Il procedimento italiano è stato avviato a piazzale Clodio in quanto competente per i reati commessi all’estero che coinvolgono cittadini italiani. L’iniziativa segue una comunicazione ufficiale della Farnesina, che ha trasmesso agli inquirenti romani gli elementi preliminari sulla tragedia avvenuta tra il 31 dicembre e il 1° gennaio. Massimo il riserbo sulle attività investigative, che verranno delegate alle forze dell’ordine, in coordinamento con le autorità elvetiche.
Un primo passaggio cruciale è atteso già domani mattina: alle 8, davanti alla Procura del Canton Vallese a Sion, saranno interrogati per la prima volta Jacques Moretti e la moglie Jessica Maric, cittadini francesi e gestori del locale distrutto dalle fiamme. L’audizione si inserisce in un quadro di cooperazione giudiziaria internazionale sempre più ampio, che coinvolge anche la Procura di Parigi e quella del Brabante Vallone, attivatasi dopo la morte di una 17enne belga.
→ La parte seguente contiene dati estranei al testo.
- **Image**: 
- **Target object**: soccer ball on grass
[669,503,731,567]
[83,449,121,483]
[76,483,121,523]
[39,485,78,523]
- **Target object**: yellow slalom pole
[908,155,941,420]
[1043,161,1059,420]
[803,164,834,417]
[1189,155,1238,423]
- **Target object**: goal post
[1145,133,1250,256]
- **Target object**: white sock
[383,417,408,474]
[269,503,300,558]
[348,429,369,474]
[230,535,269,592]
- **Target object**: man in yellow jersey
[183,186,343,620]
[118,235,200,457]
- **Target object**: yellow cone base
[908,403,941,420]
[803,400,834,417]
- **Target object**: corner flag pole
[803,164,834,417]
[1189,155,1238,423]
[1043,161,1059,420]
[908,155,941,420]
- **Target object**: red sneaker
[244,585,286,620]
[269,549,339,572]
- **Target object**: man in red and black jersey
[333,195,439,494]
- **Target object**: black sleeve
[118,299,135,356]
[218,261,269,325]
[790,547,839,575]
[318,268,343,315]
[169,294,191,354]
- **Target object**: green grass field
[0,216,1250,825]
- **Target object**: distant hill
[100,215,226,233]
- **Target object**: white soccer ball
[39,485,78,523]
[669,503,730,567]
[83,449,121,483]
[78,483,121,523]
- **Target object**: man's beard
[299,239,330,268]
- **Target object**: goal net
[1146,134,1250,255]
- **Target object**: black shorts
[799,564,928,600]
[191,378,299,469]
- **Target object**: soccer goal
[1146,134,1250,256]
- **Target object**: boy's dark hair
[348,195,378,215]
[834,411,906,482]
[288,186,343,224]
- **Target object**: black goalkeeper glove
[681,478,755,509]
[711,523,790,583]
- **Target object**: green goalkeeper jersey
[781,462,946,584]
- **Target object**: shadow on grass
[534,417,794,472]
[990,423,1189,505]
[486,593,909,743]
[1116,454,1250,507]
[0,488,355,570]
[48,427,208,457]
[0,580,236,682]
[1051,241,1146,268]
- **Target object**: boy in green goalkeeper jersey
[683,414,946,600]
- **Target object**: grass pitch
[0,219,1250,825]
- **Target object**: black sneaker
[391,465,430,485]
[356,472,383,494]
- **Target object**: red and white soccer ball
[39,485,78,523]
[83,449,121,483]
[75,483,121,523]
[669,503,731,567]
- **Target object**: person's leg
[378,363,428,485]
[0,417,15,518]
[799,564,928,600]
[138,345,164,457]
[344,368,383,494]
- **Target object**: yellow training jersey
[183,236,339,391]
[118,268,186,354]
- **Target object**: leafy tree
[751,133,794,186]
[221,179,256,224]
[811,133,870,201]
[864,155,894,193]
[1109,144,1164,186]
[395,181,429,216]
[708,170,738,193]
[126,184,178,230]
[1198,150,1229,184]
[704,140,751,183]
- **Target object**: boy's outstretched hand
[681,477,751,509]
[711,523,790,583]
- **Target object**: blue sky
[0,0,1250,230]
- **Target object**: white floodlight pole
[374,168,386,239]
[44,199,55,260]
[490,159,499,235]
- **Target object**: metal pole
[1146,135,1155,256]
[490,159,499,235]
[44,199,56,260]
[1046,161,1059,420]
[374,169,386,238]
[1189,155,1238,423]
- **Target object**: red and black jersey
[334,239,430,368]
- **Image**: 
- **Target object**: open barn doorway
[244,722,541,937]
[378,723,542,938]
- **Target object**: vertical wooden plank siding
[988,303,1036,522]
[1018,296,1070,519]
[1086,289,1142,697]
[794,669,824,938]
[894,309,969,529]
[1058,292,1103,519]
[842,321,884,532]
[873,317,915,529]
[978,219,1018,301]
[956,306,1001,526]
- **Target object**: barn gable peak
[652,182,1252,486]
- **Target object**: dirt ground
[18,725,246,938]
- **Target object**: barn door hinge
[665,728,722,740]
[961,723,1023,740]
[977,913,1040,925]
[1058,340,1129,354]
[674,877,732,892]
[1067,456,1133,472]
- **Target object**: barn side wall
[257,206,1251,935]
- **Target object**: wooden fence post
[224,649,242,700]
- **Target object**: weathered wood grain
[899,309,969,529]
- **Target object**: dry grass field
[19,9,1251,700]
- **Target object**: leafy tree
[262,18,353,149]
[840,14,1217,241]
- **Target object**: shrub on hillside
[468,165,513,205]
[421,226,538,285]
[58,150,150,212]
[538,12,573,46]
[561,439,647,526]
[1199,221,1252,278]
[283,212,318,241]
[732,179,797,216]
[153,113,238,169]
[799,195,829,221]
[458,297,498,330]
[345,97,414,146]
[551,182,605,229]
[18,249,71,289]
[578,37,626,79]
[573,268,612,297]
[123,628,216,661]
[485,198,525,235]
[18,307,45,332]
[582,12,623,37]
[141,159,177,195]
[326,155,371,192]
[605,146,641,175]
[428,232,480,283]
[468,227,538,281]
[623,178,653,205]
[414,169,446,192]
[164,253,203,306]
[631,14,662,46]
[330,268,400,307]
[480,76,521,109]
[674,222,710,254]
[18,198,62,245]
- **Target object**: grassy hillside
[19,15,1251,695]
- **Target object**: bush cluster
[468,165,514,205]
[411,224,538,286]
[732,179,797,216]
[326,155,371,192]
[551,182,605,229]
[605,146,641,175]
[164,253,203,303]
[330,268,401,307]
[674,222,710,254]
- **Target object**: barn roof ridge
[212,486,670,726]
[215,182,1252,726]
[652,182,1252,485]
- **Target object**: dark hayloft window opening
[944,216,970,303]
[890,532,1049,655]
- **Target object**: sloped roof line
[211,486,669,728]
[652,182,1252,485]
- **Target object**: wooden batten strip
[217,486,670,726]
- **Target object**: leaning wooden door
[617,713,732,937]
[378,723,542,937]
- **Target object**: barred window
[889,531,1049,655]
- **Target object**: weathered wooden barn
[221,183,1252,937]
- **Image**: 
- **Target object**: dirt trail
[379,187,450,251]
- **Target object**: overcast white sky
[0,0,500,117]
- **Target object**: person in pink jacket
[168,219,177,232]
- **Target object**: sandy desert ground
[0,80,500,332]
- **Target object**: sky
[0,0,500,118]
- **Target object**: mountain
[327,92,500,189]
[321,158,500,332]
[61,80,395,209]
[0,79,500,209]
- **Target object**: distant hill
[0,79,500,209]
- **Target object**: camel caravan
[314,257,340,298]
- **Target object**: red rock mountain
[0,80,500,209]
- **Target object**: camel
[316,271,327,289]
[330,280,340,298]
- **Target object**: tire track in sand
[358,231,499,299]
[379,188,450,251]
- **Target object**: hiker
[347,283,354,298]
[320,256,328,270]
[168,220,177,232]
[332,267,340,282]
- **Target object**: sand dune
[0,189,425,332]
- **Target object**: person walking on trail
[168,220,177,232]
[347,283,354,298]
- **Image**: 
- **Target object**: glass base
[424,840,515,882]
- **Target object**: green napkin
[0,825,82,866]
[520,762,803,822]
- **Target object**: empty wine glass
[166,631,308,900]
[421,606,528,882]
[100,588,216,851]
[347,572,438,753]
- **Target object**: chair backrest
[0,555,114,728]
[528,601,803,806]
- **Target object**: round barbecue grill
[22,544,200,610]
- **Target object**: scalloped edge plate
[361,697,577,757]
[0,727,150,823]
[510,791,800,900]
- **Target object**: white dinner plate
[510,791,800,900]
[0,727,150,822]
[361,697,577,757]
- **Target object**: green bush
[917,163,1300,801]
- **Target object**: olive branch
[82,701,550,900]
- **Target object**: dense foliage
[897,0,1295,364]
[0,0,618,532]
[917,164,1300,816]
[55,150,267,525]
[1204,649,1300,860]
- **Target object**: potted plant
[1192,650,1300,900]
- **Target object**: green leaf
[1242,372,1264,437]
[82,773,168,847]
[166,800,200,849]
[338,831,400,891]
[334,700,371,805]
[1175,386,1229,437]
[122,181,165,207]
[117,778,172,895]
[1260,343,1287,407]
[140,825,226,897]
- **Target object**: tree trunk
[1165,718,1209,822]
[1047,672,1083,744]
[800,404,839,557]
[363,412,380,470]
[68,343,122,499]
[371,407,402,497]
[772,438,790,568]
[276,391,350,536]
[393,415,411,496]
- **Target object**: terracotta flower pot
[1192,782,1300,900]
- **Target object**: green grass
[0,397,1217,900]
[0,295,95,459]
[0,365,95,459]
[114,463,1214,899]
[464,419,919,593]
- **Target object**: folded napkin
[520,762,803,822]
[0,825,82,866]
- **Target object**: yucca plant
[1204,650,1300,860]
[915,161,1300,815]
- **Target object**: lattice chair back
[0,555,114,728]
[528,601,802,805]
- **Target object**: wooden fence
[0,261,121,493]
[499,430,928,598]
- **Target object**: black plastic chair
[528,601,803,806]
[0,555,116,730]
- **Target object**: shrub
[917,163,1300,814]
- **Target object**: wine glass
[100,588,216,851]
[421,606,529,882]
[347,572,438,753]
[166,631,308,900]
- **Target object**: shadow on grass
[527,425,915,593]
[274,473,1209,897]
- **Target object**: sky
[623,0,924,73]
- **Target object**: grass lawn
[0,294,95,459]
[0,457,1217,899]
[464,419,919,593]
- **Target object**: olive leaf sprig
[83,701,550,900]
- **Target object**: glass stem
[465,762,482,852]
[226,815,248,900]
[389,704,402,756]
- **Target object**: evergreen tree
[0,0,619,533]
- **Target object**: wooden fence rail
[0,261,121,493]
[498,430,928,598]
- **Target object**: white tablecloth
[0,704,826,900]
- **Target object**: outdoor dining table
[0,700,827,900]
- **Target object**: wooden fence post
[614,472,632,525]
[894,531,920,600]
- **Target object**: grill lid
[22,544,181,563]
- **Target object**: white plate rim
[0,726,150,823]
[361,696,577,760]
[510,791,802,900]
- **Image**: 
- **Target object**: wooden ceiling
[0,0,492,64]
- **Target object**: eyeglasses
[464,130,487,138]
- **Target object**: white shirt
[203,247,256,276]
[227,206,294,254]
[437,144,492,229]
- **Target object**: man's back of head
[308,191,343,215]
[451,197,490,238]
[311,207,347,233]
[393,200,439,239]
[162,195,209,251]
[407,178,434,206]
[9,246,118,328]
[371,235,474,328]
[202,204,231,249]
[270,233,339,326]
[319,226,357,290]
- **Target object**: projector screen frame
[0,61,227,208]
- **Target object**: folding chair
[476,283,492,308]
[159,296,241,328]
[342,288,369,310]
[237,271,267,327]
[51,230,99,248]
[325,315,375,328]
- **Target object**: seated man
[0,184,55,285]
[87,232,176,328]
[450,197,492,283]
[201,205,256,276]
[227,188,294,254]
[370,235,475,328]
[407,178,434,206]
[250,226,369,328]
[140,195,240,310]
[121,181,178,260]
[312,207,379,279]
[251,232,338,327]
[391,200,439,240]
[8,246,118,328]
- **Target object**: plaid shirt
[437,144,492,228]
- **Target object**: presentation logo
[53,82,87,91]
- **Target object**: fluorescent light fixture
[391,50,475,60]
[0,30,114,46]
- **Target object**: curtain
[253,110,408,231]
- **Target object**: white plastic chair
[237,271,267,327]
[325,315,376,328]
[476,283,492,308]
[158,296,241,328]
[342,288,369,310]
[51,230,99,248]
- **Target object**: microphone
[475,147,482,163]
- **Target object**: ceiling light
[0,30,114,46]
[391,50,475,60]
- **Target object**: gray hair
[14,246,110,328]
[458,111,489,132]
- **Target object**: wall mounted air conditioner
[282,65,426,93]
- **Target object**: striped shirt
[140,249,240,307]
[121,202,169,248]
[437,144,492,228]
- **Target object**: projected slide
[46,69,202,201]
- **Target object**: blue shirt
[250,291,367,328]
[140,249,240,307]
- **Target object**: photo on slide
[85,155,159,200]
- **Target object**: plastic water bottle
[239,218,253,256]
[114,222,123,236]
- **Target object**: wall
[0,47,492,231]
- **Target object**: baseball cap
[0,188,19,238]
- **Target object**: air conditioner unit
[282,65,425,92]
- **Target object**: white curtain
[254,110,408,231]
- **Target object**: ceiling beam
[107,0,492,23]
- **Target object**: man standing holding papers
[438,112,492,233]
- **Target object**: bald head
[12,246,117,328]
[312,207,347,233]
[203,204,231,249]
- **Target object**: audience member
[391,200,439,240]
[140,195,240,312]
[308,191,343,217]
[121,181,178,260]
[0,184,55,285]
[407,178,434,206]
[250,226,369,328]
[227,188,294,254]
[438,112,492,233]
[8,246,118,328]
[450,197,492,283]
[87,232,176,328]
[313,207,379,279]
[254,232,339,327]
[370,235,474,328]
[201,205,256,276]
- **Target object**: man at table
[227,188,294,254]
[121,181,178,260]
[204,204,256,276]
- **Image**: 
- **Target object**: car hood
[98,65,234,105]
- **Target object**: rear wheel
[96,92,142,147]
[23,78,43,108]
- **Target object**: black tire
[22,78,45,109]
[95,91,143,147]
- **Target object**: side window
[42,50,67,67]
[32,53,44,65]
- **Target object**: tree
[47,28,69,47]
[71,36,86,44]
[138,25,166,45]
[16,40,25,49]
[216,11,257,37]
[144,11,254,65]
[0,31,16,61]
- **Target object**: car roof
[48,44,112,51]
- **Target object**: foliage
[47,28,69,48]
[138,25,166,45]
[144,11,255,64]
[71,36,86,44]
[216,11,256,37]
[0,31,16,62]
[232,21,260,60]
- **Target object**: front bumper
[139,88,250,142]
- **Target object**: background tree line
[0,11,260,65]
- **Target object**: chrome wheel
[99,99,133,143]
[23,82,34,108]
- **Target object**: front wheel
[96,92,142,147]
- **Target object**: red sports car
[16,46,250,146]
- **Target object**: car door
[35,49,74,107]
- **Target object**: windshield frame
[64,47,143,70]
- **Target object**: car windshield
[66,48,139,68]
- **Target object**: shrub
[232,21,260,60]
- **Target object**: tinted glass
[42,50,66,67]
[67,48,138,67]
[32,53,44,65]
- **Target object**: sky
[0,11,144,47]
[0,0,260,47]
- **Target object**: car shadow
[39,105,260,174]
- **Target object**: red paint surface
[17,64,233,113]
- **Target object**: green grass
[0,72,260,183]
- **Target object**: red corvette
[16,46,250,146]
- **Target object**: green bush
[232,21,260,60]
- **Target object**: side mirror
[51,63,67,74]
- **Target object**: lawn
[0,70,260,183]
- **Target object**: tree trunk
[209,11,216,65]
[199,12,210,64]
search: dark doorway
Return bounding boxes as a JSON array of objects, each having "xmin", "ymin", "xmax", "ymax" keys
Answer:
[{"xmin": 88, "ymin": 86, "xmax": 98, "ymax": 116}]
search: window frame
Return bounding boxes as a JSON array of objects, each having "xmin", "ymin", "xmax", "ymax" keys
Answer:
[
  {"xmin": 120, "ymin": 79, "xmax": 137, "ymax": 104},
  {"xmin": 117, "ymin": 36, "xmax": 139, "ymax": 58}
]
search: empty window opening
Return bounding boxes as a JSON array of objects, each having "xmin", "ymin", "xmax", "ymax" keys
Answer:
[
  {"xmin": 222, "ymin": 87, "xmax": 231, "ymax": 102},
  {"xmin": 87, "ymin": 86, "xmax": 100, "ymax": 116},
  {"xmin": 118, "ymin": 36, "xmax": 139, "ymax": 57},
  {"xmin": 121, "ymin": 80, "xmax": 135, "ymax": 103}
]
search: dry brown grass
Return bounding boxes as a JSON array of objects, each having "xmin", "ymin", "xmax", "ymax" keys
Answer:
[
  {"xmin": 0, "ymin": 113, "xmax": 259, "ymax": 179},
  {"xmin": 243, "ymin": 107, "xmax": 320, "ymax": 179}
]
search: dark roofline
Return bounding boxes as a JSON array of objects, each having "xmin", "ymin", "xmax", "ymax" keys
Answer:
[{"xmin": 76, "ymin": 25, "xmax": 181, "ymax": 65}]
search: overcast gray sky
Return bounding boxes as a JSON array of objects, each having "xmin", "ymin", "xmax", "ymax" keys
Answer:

Secondo gli inquirenti svizzeri, coordinati dalla procuratrice Beatrice Pilloud, l’incendio sarebbe stato innescato dall’uso di candele scintillanti all’interno del locale. Al centro dell’indagine ci sono anche il rispetto delle norme di sicurezza e delle misure antincendio. Il Comune di Crans-Montana ha ammesso di non aver effettuato controlli dal 2020 al 2025, un elemento che alimenta polemiche e accuse di gravi omissioni istituzionali.
Intanto, cresce la pressione sulle autorità elvetiche. In Svizzera si parla apertamente di “errori e complicità”, mentre i familiari delle vittime chiedono verità e responsabilità. L’inchiesta italiana punta ora a chiarire eventuali profili di colpa penale e a garantire giustizia alle famiglie dei giovani italiani morti in una delle più gravi tragedie avvenute all’estero negli ultimi anni.